To date, few studies have delineated clear sex-based differences in symptom resolution after a sports-related concussion (SRC), and equivocal results have been identified in sex-based differences on baseline assessments.Purpose:
To assess whether female athletes displayed prolonged recovery and more symptoms at baseline and after an SRC compared with male athletes.Study Design:
Cohort study; Level of evidence, 3.Methods:
The current study assessed 135 male and 41 female athletes (10–18 years old) who participated in high-impact sports in metropolitan Atlanta middle and high schools. All athletes completed a baseline assessment and at least 1 postconcussion assessment from the Immediate Post-Concussion Assessment and Cognitive Testing battery.
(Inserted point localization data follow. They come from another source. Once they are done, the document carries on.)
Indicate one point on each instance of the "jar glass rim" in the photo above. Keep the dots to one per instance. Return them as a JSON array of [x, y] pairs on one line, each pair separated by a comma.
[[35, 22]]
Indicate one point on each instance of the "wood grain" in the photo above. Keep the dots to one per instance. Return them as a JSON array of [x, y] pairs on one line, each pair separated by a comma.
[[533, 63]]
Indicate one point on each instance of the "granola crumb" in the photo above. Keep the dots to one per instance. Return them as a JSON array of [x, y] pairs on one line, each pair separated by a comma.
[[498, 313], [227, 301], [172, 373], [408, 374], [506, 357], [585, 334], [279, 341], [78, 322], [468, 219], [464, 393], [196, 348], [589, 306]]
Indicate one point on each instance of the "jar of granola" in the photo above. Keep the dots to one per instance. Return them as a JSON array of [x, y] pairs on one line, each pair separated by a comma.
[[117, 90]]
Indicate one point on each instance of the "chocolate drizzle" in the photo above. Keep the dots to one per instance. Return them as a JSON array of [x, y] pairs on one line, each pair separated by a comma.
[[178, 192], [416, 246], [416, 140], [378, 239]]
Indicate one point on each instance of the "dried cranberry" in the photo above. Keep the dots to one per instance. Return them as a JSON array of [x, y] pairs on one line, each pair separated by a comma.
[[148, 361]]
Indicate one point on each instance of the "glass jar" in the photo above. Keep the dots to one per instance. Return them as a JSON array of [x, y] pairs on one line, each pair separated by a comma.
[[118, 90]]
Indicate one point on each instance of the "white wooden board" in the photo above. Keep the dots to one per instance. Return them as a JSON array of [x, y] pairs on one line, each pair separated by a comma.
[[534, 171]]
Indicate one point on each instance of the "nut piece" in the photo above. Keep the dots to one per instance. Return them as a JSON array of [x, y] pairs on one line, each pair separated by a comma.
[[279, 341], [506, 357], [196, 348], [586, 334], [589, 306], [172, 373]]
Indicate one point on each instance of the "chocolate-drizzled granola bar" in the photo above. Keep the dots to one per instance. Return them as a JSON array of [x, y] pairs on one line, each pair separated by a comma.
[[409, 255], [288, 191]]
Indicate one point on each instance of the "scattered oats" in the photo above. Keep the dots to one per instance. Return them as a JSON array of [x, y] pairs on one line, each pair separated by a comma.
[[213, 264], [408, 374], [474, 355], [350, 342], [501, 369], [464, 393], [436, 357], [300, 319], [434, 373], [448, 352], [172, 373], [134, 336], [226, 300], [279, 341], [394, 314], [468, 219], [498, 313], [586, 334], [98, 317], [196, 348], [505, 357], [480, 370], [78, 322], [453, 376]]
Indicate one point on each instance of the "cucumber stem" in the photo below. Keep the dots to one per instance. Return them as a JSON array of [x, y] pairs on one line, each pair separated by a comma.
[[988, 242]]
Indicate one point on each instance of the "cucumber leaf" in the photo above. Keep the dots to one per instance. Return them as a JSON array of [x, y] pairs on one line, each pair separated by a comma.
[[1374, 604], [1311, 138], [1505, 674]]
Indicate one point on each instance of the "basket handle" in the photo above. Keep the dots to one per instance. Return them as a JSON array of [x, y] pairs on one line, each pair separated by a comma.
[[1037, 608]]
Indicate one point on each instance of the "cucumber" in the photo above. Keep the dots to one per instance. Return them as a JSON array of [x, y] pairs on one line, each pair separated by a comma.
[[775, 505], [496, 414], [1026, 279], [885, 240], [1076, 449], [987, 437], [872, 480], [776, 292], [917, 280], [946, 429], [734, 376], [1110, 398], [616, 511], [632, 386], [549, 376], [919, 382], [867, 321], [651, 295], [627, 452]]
Longitudinal hierarchical linear modeling was employed to examine individual-level variables and their associations with adolescents’ rates of recovery in concussive symptoms after controlling for age and number of prior concussions.Results:
Aggregate symptoms were rated as higher in female athletes compared with male athletes at baseline (mean ± SD: females, 13.49 ± 11.20; males, 4.88 ± 8.74; F(1,175) = 10.59, P < .001) and immediately after a concussion (females: 16.75 ± 18.08; males: 10.58 ± 14.21; F(1,175) = 3.99, P = .05). There were no group differences in the slope of recovery between male and female athletes, indicating generally similar trajectories of change for both groups. Post hoc analyses revealed higher baseline levels of migraine and neuropsychological symptoms in female athletes.Conclusion:
Although female athletes in the current study reported increased symptoms, identical recovery patterns were observed in both sexes, suggesting that sex-based differences in concussion recovery are better explained by increased symptom frequency among female athletes when compared with their male counterparts.